The trick to finessing The Dining Room is balancing the pathos (lovely young Samantha Soule , for instance, playing a doddering dowager who has lost every last trace of identity but for her manners) and the humor (e.g., Claire Lautier as a rebellious teen raiding the liquor cabinet while railing against her fossilized forebears). Either trajectory - goopy or goofy - can be overdone. However, director Jonathan Silverstein seems to have steered the actors simply toward ... sincerity.
The biggest pitfall observable out in the boonies is the temptation to play The Dining Room for easy laughs. Gurney's text -although not especially subtle itself - responds well to subtlety. The humor is like a skittish debutante, best approached delicately and never - heaven forfend - with a wink.
Dan Daily , who has an all but immobile face (tiny implacable mouth, W.C. Fields cheeks) is a whiz at registering minute changes in mood - the WASP male not being known for emotional lability. His turn as a young master facing abandonment by the maid with whom he imagined a bond is revelatory: What should expect to see emerging from households so lacking in familial warmth, if not autocratic automatons who go on to rule - and ruin - the world? Daily, later playing older, fully convinces as one of the latter.

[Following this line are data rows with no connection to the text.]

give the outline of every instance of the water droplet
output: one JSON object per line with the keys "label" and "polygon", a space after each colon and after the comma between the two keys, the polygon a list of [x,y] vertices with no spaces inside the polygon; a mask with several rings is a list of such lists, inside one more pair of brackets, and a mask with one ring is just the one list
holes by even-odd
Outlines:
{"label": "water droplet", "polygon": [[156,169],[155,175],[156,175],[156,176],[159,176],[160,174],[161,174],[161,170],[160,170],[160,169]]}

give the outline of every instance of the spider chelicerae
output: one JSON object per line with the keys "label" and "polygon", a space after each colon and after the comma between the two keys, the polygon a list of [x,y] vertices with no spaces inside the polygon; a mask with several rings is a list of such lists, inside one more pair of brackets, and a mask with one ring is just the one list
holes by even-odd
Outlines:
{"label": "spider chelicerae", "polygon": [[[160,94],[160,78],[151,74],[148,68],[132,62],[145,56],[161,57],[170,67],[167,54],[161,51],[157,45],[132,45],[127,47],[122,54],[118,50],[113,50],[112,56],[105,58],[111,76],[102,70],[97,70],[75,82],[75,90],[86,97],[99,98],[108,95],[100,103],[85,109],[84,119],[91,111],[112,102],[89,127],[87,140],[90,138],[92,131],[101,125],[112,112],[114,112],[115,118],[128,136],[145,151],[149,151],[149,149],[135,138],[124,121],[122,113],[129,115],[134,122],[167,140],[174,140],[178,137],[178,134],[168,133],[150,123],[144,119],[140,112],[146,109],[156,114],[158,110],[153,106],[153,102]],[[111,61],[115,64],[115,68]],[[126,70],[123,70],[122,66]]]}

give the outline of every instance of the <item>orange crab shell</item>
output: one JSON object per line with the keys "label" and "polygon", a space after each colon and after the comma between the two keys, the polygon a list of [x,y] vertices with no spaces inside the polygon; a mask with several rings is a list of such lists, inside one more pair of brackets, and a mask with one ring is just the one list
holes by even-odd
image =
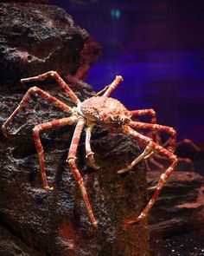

Ann McDonough, who was in the original production (which ran 18 months), does a fine job with her various embodiments, despite being assigned some of the weaker segments - for instance, the role of a woman who calls in a handyman to bolster up the table, only to discover that it's not an antique, and not especially valuable. The metaphor is heavy-handed - Gurney's way of making sure we realize that the table's grandeur and provenance really aren't the point.
Where we dine - be it beside a primordial campfire or huddled in front of a TV - is the great crucible of civilization: it's where we learn what our culture expects of us. The celebrants around Gurney's table learn a little something about noblesse oblige, class divisions, and even infidelity-lessons many of us would just as soon do without. But they also learn about consideration (all those younger relations, trying not to embarrass Soule's Alzheimer's-addled mater familias!) and continuity.
The table itself is a gimmick - but a very effective one. And in the intimate space where Keen Company has resurrected this worthwhile chamber piece, we get to partake of a nourishing ritual.